Example: Restaurant review sites such as Yelp. A Yelper once claimed falsely to be a writer for SFWeekly in a restaurant review, but the publication's editor caught the lie. Turns out, the reviewer worked for a competitor of theirs, SF Weekly Voice. When SFWeekly's editor requested the review be removed, Yelp refused, calling its content "personal opinion."
Restaurants have digital marketing tactics, and that includes pandering-say, treating the "Yelp Elite" to private events, free products and numerous perks.
Online reviews aren't always an accurate way of determining a business's value. Harvard Business School economist Michael Luca analyzed the evolution of Yelp restaurant reviews and found that existing reviews appear to influence new ones. He found that the bias this created led to ratings that were inaccurate by a quarter of a star in either direction.
The crowd is fun. The crowd is creative. But the crowd doesn't necessarily have a stake in the future design of a brand. A graphic designer working for free is more likely to be seeking instant fame and gratification than a lasting relationship with a company.
Consider: Twenty percent of the most common Super Bowl advertisers, most notably Doritos, have already used crowdsourcing, and pretty soon they will all be looking for the next new thing.
Contributors from the cloud may be nice and all, but they don't exactly follow brand guidelines to a T, and that can cause confusion with consumers. Think of it this way: Would you poll a random group of people to come up with the perfect name for your future child? A brand is like a baby, with its own identity, language and visual aesthetic. You can't trust just anyone to take care of it.
If your brand caters to an older demographic, crowd surfing likely won't work. A strong social media presence is needed for crowdsourcing to be effective, and the younger crowd is 10 times more likely to be hip to all that.
PR nightmare! In 2006, GM ran a crowdsourcing contest to help promote the Chevy Tahoe. What the carmaker got instead was a slew of consumers criticizing the Tahoe's environmental impact, with slogans like "It's Global Warming Time."

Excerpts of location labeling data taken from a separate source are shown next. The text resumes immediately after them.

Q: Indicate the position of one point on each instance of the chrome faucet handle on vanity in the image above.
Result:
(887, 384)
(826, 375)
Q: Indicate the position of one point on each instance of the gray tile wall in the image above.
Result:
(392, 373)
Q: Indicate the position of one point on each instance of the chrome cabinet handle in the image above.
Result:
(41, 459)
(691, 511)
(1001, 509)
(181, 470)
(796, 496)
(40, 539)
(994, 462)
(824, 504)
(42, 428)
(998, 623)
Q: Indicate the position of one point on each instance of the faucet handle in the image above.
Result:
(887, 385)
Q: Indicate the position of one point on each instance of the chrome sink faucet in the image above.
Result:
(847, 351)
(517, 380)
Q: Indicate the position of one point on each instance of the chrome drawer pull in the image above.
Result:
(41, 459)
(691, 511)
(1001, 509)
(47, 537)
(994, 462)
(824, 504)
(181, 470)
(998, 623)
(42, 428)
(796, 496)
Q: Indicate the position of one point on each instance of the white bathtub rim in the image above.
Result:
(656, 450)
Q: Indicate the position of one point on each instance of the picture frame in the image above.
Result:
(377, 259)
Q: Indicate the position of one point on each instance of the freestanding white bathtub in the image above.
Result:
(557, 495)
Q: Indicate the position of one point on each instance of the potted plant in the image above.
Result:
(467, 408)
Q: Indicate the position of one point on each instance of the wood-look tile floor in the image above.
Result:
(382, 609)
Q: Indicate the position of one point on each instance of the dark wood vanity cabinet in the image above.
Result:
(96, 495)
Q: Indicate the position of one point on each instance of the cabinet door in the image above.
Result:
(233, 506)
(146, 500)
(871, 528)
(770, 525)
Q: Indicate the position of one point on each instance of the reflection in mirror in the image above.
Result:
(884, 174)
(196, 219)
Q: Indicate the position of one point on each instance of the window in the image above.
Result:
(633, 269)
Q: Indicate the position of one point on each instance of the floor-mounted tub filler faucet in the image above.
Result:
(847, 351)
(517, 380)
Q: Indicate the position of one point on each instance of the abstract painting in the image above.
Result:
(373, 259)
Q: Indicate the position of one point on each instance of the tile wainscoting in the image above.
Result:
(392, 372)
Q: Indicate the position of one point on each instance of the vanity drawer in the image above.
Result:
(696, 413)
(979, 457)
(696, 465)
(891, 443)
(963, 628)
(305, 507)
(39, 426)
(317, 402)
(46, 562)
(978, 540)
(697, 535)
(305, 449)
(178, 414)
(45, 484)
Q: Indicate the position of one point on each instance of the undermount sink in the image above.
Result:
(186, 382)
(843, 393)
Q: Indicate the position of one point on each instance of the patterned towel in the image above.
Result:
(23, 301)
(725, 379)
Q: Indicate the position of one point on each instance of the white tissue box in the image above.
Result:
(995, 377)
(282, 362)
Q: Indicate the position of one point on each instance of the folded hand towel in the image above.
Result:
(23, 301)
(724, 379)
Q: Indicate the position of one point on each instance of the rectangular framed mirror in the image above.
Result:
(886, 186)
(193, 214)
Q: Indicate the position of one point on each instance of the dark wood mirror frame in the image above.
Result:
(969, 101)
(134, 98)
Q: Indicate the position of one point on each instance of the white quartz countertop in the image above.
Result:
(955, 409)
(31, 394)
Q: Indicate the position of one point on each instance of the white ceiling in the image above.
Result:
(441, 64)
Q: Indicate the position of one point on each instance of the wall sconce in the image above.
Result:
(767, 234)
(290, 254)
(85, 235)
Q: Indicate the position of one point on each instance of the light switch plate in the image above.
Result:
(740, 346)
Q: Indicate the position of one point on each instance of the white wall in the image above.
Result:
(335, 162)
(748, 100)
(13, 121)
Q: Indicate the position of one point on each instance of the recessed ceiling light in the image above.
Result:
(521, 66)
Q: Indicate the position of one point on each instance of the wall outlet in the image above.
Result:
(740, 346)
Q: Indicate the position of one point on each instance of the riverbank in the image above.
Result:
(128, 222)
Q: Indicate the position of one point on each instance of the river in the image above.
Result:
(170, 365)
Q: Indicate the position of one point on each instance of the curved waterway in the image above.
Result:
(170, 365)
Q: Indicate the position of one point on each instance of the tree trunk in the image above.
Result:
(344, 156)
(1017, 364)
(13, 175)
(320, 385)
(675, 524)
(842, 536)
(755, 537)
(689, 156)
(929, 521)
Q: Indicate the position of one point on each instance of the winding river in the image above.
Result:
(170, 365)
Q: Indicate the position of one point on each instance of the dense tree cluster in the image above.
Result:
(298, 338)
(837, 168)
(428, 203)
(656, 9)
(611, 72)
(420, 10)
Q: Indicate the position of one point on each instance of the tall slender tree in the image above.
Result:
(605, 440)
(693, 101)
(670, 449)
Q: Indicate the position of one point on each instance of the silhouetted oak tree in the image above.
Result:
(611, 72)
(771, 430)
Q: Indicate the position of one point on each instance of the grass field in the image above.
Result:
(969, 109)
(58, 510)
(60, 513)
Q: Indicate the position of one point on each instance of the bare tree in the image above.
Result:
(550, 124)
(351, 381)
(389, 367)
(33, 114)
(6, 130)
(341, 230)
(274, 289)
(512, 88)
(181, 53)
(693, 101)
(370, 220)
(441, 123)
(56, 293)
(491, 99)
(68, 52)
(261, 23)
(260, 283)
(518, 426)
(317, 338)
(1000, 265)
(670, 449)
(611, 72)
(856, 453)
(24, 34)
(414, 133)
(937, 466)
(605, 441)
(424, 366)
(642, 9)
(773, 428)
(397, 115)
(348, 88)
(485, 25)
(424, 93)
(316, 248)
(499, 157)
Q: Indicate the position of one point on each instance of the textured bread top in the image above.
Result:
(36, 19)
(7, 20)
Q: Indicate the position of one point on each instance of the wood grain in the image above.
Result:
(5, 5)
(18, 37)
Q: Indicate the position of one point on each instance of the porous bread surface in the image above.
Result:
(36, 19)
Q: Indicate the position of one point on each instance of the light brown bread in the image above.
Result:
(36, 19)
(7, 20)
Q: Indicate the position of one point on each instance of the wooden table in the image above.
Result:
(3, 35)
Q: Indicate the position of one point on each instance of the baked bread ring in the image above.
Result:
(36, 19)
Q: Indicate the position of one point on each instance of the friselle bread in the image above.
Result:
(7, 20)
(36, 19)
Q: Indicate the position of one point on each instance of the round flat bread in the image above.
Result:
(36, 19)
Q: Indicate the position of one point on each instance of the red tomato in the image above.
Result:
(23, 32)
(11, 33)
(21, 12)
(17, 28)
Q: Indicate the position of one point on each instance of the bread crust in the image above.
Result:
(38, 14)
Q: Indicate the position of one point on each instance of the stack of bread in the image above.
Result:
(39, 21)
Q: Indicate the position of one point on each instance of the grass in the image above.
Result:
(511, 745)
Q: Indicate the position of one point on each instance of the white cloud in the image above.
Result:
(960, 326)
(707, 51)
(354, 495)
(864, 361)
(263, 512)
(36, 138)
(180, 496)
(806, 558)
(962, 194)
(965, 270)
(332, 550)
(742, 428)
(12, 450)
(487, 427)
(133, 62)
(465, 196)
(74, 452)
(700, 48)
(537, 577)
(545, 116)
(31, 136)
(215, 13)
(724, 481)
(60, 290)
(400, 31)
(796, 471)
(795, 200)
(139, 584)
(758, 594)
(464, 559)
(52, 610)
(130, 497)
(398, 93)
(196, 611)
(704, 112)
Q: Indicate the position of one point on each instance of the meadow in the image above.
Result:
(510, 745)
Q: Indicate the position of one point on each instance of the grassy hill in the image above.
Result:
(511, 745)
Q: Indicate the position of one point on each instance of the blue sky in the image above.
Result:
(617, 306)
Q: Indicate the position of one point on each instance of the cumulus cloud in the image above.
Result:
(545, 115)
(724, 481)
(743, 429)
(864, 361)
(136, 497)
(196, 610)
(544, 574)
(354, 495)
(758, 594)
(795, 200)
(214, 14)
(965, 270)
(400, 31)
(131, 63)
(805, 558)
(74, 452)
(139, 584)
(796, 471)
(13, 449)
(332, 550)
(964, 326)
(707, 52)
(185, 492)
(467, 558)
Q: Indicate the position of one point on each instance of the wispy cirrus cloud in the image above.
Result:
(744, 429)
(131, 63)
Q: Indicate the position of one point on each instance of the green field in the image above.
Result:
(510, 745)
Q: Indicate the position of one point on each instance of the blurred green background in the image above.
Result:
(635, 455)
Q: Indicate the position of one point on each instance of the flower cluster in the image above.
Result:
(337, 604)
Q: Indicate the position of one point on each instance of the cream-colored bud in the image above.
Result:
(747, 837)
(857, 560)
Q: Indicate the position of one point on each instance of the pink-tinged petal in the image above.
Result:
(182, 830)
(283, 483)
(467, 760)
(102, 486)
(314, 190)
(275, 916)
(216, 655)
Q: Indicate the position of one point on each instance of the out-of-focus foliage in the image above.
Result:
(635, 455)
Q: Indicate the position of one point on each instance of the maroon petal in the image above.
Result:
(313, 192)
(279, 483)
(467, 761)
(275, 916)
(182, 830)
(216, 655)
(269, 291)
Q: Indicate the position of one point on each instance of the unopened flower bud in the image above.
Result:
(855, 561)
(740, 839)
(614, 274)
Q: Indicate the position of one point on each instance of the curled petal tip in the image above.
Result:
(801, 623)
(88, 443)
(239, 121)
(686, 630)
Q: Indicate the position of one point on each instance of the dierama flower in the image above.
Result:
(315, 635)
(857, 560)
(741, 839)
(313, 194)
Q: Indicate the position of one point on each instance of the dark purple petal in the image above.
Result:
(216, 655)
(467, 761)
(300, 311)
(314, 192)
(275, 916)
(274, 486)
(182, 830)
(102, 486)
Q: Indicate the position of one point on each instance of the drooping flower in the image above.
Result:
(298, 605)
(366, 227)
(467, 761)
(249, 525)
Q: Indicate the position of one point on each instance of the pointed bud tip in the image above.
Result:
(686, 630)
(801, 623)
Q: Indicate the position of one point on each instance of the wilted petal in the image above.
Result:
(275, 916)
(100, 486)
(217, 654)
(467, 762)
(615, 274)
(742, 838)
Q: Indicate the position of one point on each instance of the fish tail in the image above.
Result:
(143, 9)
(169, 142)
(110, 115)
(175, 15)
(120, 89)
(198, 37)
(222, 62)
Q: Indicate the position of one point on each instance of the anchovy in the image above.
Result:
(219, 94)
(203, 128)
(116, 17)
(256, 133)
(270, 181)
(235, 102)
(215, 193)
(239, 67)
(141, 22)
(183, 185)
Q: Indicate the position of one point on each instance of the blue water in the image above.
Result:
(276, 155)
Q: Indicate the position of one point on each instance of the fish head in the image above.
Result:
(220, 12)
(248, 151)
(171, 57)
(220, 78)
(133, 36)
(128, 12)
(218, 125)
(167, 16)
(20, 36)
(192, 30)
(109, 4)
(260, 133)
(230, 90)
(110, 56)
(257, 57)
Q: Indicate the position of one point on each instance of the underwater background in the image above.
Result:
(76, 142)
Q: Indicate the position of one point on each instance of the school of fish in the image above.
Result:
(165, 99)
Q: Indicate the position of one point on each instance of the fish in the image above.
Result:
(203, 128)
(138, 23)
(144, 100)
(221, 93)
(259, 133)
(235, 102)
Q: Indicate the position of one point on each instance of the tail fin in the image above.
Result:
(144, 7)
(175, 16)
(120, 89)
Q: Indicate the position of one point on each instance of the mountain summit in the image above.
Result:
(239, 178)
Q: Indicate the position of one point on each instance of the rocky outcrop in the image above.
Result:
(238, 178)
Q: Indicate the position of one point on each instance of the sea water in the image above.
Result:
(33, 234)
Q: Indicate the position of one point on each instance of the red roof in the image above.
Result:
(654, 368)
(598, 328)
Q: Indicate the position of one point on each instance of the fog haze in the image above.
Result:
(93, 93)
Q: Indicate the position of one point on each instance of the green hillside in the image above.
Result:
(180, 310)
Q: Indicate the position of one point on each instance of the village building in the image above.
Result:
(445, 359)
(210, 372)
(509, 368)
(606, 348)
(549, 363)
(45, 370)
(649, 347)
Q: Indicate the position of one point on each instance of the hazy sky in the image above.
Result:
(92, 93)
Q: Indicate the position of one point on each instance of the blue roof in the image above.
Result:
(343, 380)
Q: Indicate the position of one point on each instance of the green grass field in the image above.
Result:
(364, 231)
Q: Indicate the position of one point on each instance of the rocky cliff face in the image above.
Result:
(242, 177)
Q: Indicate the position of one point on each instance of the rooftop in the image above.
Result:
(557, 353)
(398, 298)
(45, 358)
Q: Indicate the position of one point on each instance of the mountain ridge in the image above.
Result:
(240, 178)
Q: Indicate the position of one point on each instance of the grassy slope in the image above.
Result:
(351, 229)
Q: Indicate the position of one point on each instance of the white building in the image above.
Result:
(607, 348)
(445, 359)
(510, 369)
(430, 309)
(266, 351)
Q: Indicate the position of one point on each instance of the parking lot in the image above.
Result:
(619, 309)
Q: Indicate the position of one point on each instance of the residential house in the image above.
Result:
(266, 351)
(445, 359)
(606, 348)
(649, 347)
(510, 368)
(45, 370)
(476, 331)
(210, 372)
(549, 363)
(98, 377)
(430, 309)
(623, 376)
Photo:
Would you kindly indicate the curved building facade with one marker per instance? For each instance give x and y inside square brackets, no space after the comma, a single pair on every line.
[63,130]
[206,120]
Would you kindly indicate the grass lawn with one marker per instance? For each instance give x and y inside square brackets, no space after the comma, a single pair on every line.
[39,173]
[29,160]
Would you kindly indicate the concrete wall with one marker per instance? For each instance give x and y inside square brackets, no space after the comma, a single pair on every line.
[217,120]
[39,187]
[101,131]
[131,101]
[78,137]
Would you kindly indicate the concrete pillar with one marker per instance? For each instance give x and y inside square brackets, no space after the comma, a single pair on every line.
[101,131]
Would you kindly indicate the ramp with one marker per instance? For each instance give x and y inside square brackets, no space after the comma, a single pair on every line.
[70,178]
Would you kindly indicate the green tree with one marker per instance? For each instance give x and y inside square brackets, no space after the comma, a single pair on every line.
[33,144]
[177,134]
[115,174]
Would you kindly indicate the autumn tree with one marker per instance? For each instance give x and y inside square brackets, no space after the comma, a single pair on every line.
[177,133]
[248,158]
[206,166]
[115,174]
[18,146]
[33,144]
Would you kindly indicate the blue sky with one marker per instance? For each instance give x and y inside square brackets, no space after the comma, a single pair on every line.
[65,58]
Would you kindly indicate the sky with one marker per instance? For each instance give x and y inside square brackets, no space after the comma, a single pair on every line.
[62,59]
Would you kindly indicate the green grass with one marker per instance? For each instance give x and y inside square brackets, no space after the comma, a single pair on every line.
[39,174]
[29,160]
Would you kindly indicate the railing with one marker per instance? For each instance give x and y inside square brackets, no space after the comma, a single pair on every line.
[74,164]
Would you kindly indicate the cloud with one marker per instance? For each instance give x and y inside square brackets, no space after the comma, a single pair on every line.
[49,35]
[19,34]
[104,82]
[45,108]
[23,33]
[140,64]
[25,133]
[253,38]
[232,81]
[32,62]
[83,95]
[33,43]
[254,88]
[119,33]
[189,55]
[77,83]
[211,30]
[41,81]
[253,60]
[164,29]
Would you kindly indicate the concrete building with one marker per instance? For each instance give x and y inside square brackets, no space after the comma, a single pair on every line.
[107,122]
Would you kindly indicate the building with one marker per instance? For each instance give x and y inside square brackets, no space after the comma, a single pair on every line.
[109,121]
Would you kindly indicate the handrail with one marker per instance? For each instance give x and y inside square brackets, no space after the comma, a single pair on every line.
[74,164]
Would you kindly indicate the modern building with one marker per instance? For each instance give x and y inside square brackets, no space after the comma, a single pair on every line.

Crowdsourcing has the tendency to make your company look cheap. By following the "consumer contest" model, you're essentially saying you don't trust your own employees to handle a task.
As Forty.co's founder and CEO, James Archer, points out, if you pay a fresh-out-of-college worker $1,000 to design a logo for you, at an average $50 an hour, that employee is putting in 20 hours of work into your design. Alternatively, you can put the same amount of money into receiving 100 different designs from various people, none of whom have put in even close to 20 hours.
The more designs someone enters into a crowdsourcing contest, the better their chances of getting picked, so why should a business be surprised to find that these contestants tend to steal from other sites?
If a business chooses the logo, and finds out later that it was ripped from another site, the damage has already been done.
Why would you want your business to have a reputation for making flaky compensation guarantees? This is essentially what crowdsourcing is. Also known as 'spec work,' crowdsourcing is essentially about businesses giving little to no compensation to freelancers, and that's not playing fair.
When you open up a contest, or ask for a task or design to be created out in the ether, you are seeking the work of people with little to no experience. Even if they do have chops, it may be hard to tell who knows what without a resume, or background check.
Crowdsourcing is like ordering chicken nuggets when what you really want is a well-cooked piece of steak. You don't want to wake up in the middle of the night from nugget indigestion.
Investing in your designers and creatives is not only safer for your brand, but also better for client relationships, and your company's reputation.